Kadın cinayetlerine ilişkin yapılan çalışmalarla ilgili soruya Soylu şu cevabı verdi:
“Aile Bakanlığı, kadın cinayetleri konusunda ve aile içi şiddete yönelik bizim işveren. Biz, Aile Bakanlığının partnerleriyiz. Biz işin önleyici kolluk noktasındayız. Fakat üzerimizdeki yük de az bir yük değil. Bilhassa son zamanlarda aile içi şiddet ve kadına şiddet yönünde çok büyük bir farkındalık var. Hepimiz bunun için çırpınıyoruz, olmasın diye. Olduğu zaman da ihbar ve kamuoyuyla paylaşmak çok yüksek seviyede. Paylaşılması temel prestijiyle meseleleri yakalamamız ve engellememiz açısından çok önemli. Türkiye’de kadın cinayetleri meselesini maalesef istismar edenler var. Biz aile yapısı güçlü olan bir milletiz. Elbette ki kadın cinayetlerinin bir adedine bile tahammülümüz yok. Meseleyi daima olarak kadın cinayetleri üzerinden aileyi geri plana iten bir anlayışa getirmeye çalışanlar var. Türkiye’nin genel kültürel açısından sorunlu bir durum.”
Yılbaşında Aile, Çalışma ve Toplumsal Hizmetler Bakanlığı ve Adalet Bakanlığıyla bir ortaya gelerek bir aksiyon planı oluşturduklarını kaydeden Soylu, “Eylem planımızda birinci olarak, toplam 1005 polis merkezi amirliğinde, aile içi şiddete karşı uğraş ofisleri olsun ve bunları eğittik. Şunu dedik, ‘Bu ihbarı aldıktan sonra kimseyi barıştırmıyorsunuz, önlem alıyorsunuz, sizin göreviniz barıştırma değil, önlem almak.’ Her gün arayacaksınız. Şayet bir şiddet görme durumu varsa, müdafaa kararı alınacak. İkincisi, önleyici önlem kararı. Önleyici önlem kararı yüzde 72 artış gösterdi. Şu anda yüzde 29 bir azalış söz konusu. Yerli ve milli kelepçe yapılıyor, onu da üzerimize aldık” biçiminde konuştu.
Saldın döneminde toplu ulaşımla ilgili gerekli önlemleri aldıklarını ve kontrolleri sürdürdüklerini kaydeden Soylu, maske takmanın bir hak olduğunu söyledi. Maske, ara ve paklık kuralını hatırlatan Soylu, insanların birbirine takviye olması ve empati yapması gerektiğini vurguladı.

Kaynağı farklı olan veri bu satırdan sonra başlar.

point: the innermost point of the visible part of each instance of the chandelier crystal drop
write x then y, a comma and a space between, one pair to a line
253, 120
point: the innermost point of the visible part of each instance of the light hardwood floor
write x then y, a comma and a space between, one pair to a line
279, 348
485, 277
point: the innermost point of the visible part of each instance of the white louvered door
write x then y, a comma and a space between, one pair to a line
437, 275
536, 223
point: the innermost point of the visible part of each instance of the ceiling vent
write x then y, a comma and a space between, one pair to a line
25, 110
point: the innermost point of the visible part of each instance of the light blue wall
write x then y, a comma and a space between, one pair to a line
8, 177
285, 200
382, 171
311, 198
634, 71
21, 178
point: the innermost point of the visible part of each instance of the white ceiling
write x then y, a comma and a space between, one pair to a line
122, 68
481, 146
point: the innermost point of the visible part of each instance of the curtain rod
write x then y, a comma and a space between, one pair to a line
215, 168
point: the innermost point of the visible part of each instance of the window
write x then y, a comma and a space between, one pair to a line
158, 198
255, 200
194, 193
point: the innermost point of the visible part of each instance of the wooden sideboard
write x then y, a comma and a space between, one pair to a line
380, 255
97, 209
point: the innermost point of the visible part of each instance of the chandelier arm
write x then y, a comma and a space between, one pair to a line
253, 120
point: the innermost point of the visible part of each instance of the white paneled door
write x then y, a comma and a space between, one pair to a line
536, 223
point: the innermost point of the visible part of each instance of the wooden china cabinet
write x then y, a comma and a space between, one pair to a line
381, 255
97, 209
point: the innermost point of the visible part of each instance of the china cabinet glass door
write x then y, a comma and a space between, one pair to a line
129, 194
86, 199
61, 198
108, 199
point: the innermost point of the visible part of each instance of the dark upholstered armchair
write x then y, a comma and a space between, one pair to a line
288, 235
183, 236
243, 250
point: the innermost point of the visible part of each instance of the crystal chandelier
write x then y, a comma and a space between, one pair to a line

Polislerin 3600 ek gösterge ve özlük hakları ile ilgili soruya cevap veren Soylu, Cumhurbaşkanı Recep Tayyip Erdoğan’ın bu hususta talimatı olduğunu, ilerleyen süreçte bu talimatın gereğinin yerine getirileceğini söyledi.
“CUMHURBAŞKANIMIZ NE DERSE BİZİM İÇİN TALİMAT OLUR”
Soylu, konuşmasını şöyle tamamladı:
“Ülkelerin güçleri vardır. Siyaset biliminde buna ‘Milli Güç’ deriz. Cumhurbaşkanımız, Türkiye’nin milli gücüdür. Türkiye’nin attığı adımlar, Türkiye’nin gözü pek olması, Türkiye’nin terörle gayreti, Türkiye’nin hayallerinin gerçekleşmesi görülecek. 2012 yılında AK Parti’ye girdim. Yarını önemseyenler olabilir. İnsanların gelecek hayalleri çok doğal. Fakat benim şahsi kanaatim Türkiye’nin bu dönemi için bugün önemlidir. Bu dönemi iyi atlatmak da deneyimiyle, bilgisiyle, dünyayı bilmesiyle, halkını, milletini iyi tanımasıyla Tayyip Erdoğan ile mümkündür. Bu bir nasip meselesidir. Cumhurbaşkanımızla çalışıyoruz. Benim bırakabileceğim en büyük miras, Cumhurbaşkanımızla birlikte çalışma gururu. Bundan sonrasını istiyor değilim. Cumhurbaşkanımızla bir arada, alışılmış kendi takdirleridir, o ne derse bizim için talimat olur. ‘Sen buraya kadar’ derse, başım üzerine. Hayatım boyunca sonuna kadar sadık ve bağlı olacağım, o başka. Mezar taşımda hiçbir şey yazmasın fakat benden sonra bilsinler ki, bu adam Tayyip Erdoğan ile birlikte çalıştı, bitirdi, defteri kapandı. Biz bugünü Erdoğan’ın liderliğinde başarılı bir şekilde geçersek, kim ne yaparsa yapar, yarın bir gün Türkiye’nin önünde yapacağı çok iş var, o işleri yapabilme kabiliyetine bu ülkenin evlatları sahip olur.”